Quando, fra Natale e Capodanno, non ci sono eventi eclatanti da registrare, a volte il fiato lungo della storia sta in piccole cose, notizie cui solitamente diamo poca importanza, che invece hanno il potenziale di svelarci realtà molto più ampie.
Ne scelgo due per spiegarmi meglio: dal 2014 al 2016 la speranza di vita negli Stati Uniti è scesa da 78,9 anni a 78,6, e China Merchant Ports Holdings ha pagato 292 milioni di dollari al governo dello Sri Lanka in relazione al contratto di leasing per il porto di Hambantota.
La prima notizia potrebbe sembrare una curiosità statistica, invece si rivela allarmante, poiché il calo è la conseguenza di una «epidemia da oppiacei» negli Stati Uniti come non si era mai vista prima: 52 mila morti per overdose da eroina o fentanyl nel 2015, 64 mila nel 2016. Non nei ghetti delle metropoli, fra neri e ispanici disadattati, ma nel Midwest, fra i bianchi che hanno perso una prospettiva di vita in seguito alla delocalizzazione delle fabbriche che davano lavoro nella regione – e che oggi votano Trump.
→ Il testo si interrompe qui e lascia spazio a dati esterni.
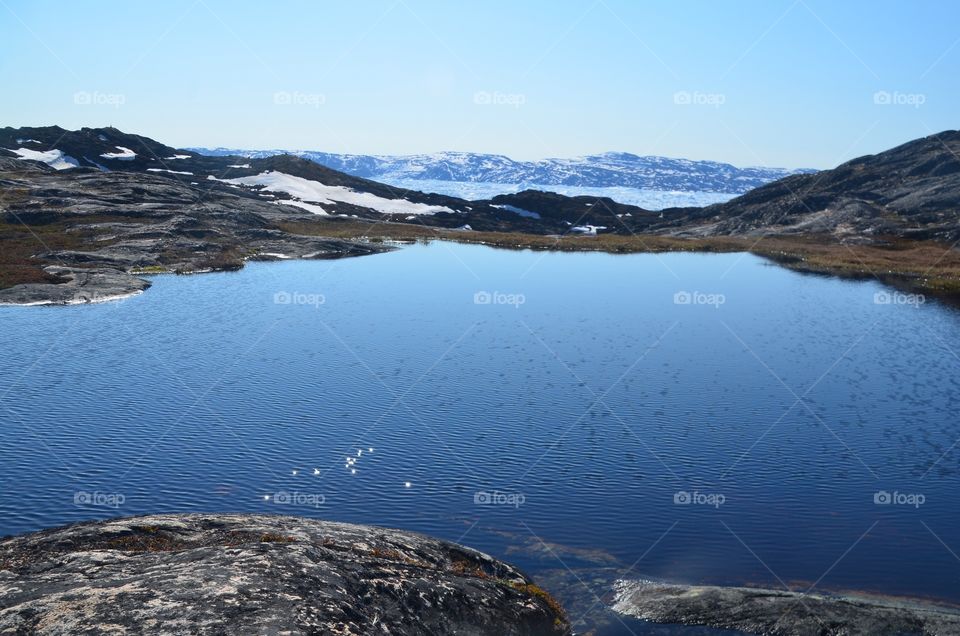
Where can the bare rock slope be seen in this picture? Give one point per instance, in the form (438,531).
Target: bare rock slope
(257,574)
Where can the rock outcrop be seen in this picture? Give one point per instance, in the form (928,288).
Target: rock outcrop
(781,613)
(258,574)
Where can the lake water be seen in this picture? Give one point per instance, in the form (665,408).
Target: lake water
(568,412)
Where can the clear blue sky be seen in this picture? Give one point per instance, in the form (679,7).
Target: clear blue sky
(774,82)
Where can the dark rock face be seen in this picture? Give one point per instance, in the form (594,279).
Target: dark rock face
(83,285)
(257,574)
(911,191)
(781,613)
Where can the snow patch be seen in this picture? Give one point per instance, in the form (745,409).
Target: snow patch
(587,230)
(308,194)
(53,158)
(170,171)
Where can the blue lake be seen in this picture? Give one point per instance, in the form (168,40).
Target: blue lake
(688,417)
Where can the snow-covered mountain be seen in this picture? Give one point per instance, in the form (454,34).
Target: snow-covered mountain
(612,169)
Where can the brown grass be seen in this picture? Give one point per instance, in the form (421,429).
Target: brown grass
(531,589)
(927,266)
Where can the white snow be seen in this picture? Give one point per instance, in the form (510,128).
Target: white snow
(125,154)
(308,194)
(53,158)
(588,230)
(170,171)
(310,207)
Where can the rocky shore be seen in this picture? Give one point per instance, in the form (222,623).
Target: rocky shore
(779,612)
(259,574)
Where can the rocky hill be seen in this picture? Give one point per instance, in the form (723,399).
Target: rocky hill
(83,213)
(258,574)
(911,191)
In realtà il problema si aggrava dagli anni Novanta, spiegano esperti americani, ma fino a ieri era mascherato dalla diminuzione dei decessi per problemi cardiovascolari. In precedenza, solo nel 1962 e 1963 a causa di una fatale epidemia di influenza e nel 1993 all’apice dell’epidemia di AIDS la speranza di vita era calata. E una superpotenza che non è più in grado di garantire quanto acquisito, in particolare la speranza di vita, è una superpotenza che presenta segni di declino, che in modo crescente dirige l’aggressività al suo interno. Lo vediamo anche nel confronto politico: non solo Trump agisce con totale disprezzo degli avversari (i democratici e qualche repubblicano), ma anche il partito repubblicano, in particolare la maggioranza repubblicana al Congresso, si comporta come se ci fossero solo nemici da sconfiggere e umiliare, cui imporre la legge del più forte. Trump sta smantellando quanto costruito da Obama, quando i democratici torneranno alla Casa Bianca faranno altrettanto. Ma così un paese non può progredire. Non una democrazia, in cui nessuno può avere poteri assoluti. Trump forse invidia Putin, Jinping, Erdogan, Modi, però non potrà mai imitarli.
Chi invece di potere ne ha molto di più e lo utilizza è proprio Xi Jinping, o forse è meglio dire la Cina come potenza in rapida crescita. Veniamo qui alla seconda notizia, il pagamento di 292 milioni di dollari al governo dello Sri Lanka da parte di un’azienda controllata dallo Stato cinese. Si tratta del 30 per cento di quanto pattuito a luglio dell’anno scorso e ufficializzato l’11 dicembre 2017 fra il governo dello Sri Lanka e la China Merchant Ports Holdings: un contratto di leasing valido 99 anni del nuovo porto di Hambantota e la circostante area (cui si aggiunge nelle vicinanze un aeroporto nuovissimo, attualmente inutilizzato, in futuro ad uso semi-esclusivo dei cinesi), per 974 milioni di dollari e promesse di investimenti nel paese per altri 146 milioni. Per la Cina, un ottimo affare: con il Pireo ad Atene e Darwin in Australia, Hambantota sarà uno dei porti in cui passerà la nuova Via della Seta cinese, il sistema di arterie della globalizzazione Made in China che Xi Jinping sta promuovendo. Come un ottimo affare per i cinesi sono anche gli altri progetti multimilionari nelle infrastrutture dello Sri Lanka: non perché generano utili, ma perché il governo di Colombo si sta indebitando talmente tanto con la Cina che deve cedere a Pechino le infrastrutture che le interessano. Un modello che Pechino sta applicando ovunque può. Il colonialismo cinese passa anche attraverso il controllo del debito pubblico degli altri paesi. E se una potenza ha questa forza, significa che è in ascesa.